I found a tripod is a must for any decent night shots. Turning off the flash alone is not enough, the pictures will be too dark. You need to adjust the setting for the time that the shutter stays open so it can absorb all of the light.

Also, if you have any constant motion animated props such as a FCG, shut off the motor before taking the picture or it will blur the prop.

There's also a new technique called High Dynamic Range (HDR) which consists of taking the same picture under different lighting conditions and compositing them together for the best image. Usually its one image with the flash on, another with it off, and another with a long shutter exposure. My camera kinda does this automatically for me (I have an Olympus 820) in the astronomy preset mode.

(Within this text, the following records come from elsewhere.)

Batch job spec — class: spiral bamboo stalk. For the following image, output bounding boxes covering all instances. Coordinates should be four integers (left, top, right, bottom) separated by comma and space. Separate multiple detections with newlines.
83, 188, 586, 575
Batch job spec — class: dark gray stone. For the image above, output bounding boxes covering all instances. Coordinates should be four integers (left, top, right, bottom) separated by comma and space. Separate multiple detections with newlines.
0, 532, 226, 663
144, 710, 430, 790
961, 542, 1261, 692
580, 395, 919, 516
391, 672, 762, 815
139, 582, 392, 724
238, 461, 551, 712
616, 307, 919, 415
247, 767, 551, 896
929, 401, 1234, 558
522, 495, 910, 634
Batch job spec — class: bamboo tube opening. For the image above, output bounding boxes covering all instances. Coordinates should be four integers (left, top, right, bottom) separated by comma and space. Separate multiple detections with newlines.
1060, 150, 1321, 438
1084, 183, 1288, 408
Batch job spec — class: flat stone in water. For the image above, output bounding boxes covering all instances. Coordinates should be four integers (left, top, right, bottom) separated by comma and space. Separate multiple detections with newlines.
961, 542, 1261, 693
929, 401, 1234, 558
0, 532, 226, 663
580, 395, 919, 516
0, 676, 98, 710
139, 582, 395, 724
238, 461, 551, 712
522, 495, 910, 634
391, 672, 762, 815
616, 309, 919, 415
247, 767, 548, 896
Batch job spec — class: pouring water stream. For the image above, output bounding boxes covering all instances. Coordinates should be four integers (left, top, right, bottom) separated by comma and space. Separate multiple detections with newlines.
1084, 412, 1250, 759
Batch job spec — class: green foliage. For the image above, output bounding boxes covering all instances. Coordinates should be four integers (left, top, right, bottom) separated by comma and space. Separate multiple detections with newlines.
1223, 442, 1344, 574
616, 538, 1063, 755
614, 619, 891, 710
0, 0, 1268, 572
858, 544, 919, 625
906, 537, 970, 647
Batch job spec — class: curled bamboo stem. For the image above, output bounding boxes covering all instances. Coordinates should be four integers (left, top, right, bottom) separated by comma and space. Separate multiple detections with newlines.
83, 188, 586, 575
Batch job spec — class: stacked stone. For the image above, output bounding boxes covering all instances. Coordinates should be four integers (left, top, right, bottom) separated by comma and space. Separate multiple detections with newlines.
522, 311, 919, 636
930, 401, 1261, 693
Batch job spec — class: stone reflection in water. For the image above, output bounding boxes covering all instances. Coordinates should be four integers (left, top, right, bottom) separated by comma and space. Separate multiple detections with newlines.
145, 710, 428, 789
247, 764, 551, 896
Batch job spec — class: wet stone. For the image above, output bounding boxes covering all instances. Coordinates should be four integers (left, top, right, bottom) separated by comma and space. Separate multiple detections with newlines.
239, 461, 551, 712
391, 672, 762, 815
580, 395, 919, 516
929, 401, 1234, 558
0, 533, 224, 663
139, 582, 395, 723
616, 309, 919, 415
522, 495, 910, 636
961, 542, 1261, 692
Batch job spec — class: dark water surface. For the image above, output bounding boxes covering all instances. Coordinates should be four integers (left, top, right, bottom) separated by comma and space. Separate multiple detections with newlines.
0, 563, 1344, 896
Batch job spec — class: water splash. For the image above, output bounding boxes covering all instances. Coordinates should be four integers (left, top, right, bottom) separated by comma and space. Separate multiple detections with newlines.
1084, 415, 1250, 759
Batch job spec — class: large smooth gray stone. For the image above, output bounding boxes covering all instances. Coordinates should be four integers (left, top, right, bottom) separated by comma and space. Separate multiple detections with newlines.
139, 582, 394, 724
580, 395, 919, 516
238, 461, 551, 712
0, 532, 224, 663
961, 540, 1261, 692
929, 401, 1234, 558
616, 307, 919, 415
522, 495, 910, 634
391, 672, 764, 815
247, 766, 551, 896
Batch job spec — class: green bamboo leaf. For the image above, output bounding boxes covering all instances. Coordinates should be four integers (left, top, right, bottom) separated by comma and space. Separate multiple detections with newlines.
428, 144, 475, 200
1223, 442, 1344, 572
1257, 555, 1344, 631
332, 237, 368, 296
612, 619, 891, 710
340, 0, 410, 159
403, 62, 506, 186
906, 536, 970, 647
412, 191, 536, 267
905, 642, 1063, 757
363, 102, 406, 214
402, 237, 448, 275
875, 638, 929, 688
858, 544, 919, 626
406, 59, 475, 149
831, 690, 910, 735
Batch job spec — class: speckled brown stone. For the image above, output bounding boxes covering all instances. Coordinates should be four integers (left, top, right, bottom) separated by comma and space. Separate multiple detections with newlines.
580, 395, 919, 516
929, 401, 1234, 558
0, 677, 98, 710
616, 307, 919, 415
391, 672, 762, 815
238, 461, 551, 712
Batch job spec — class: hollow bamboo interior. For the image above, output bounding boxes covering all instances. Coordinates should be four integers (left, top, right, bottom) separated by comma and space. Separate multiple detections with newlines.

There's a good article on HDR at wiki: 




-TM


----------



## trishaanne (Aug 20, 2005)

Thanks for the suggestions. I just hope I can remember them by next year! Shoot, with the way my brain is lately, I'll be lucky to remember them by tonight! Guess I have to hit the lottery and hire someone to photograph it for me LOL!


----------



## turtle2778 (Jul 9, 2006)

TA, Im in the same boat as you. I took some shots that look like crap. They just didnt turn out like others did. I will be looking into getting a tripod next year. I think biglots had one for like 20 bucks thats a universal one. Im gunna check this weekend.


----------



## hollyberry (Aug 24, 2005)

want me to come take pics for ya love? hee hee


----------



## trishaanne (Aug 20, 2005)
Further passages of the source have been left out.